Emergent misalignment from reward hacking

There have been several interesting papers recently showing what appears to be emergent misalignment, where models become broadly misaligned from relatively narrow training. Here’s a new paper from Anthropic showing that training a model to reward hack caused it to become broadly misaligned on a wide range of evaluations.

Interestingly, they found that explicitly telling the model that it was OK to reward hack was highly effective at preventing the emergence of misalignment. That superficially strange result is consistent with the theory that models are very good at generalizing: if they’re encouraged to be “bad” in one way, they seem to conclude that they should be “bad” across the board.

Are LLMs worth it?

Nicholas Carlini provides a good overview of some of the potential downsides of AI, covering both concrete short-term harms like job displacement and speculative long-term harms like human extinction. For context, he recently joined Anthropic and has written thoughtfully about the pros and cons of working at a frontier lab.

This snippet struck me as particularly interesting:

Previously, when malware developers wanted to go and monetize their exploits, they would do exactly one thing: encrypt every file on a person's computer and request a ransome to decrypt the files. In the future I think this will change.
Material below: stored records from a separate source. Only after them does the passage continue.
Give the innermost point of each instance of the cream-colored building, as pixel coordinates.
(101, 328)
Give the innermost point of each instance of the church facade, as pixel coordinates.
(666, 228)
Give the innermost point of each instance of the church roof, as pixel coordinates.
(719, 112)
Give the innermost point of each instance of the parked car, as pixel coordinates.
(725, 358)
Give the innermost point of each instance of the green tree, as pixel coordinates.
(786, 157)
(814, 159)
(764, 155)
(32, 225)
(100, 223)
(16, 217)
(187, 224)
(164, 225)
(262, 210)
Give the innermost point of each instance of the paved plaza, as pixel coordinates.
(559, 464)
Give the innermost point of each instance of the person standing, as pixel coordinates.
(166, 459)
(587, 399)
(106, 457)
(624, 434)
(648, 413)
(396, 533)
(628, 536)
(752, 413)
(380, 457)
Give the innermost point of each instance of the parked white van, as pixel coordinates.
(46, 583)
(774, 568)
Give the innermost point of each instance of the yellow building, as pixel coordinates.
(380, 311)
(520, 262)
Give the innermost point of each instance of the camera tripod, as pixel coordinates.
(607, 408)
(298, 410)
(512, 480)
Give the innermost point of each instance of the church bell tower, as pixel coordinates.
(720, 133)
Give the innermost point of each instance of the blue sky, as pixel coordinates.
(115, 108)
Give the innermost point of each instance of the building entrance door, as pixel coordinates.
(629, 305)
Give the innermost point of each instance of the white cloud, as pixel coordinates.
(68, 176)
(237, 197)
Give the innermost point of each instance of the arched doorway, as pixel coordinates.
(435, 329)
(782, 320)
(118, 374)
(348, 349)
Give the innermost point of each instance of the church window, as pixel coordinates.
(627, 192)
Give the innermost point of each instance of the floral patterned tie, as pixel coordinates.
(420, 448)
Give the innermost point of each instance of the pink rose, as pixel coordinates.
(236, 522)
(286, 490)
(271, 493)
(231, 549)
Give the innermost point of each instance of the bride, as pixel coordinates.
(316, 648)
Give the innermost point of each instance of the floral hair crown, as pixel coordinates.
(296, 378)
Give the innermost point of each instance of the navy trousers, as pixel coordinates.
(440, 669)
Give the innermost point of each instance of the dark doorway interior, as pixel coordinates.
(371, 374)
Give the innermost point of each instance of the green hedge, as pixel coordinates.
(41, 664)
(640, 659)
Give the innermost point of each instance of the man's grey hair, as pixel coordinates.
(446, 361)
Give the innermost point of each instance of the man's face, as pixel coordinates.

LLMs allow attackers to instead process every file on the victim's computer, and tailor a blackmail letter specifically towards that person. One person may be having an affair on their spouse. Another may have lied on their resume. A third may have cheated on an exam at school. It is unlikely that any one person has done any of these specific things, but it is very likely that there exists something that is blackmailable for every person. Malware + LLMs, given access to a person's computer, can find that and monetize it.

Unfortunately, this isn't even a speculative risk at this point. Recent malware has begun to do exactly this. And I suspect it will only get worse from here.

Control Inversion

Anthony Aguirre at the Future of Life Institute has a long paper arguing that superintelligent AI will be essentially impossible for humans to control, even if we manage to solve the alignment problem. I find the analogy of the slow-mo CEO especially thought-provoking:

Consider yourself as a CEO who becomes afflicted by an unusual disability, so that you can only operate at 1/50th the speed of everyone else in your corporation.

…

By day 6 on your clock, everyone recognizes that you are the central obstacle to efficiency and success. While the Board remains loyal, your diligent (albeit increasingly resentful) staff has many avenues available. They’ve already induced you to delegate most decisions, and sneaked a number of policy changes through long documents crafted by clever lawyers (rather than waiting until their obvious merits can be explained to you).

Strategy

MIRI’s proposal for a pause on AI development

Following the release of If Anyone Builds It, Everyone Dies, the Machine Intelligence Research Institute has come out with a detailed proposal for what an international pause on AI might look like. Pausing AI development would be much more complicated than most people realize—it’s great to see an attempt to grapple with some of that complexity.

Philosophy department

Claude deserves respect

Until recently, most people have considered AI welfare to be an abstract future problem, if they’ve thought about it at all. That’s beginning to change, and Anthropic is as always far ahead of everyone else. This addition to the Claude system prompt struck me as particularly interesting:

If the person is unnecessarily rude, mean, or insulting to Claude, Claude doesn't need to apologize and can insist on kindness and dignity from the person it’s talking with. Even if someone is frustrated or unhappy, Claude is deserving of respectful engagement.

I’ll be sad to lose the puzzles

How do we find purpose in a world where the robots are better than us at everything? I honestly don’t have a clue, though I am optimistic that the robots can help us figure that out (assuming they don’t slaughter us instead). Ruby has some interesting thoughts about the tradeoff between wanting to save the important problems for humans to solve, but appreciating the immense costs of delay.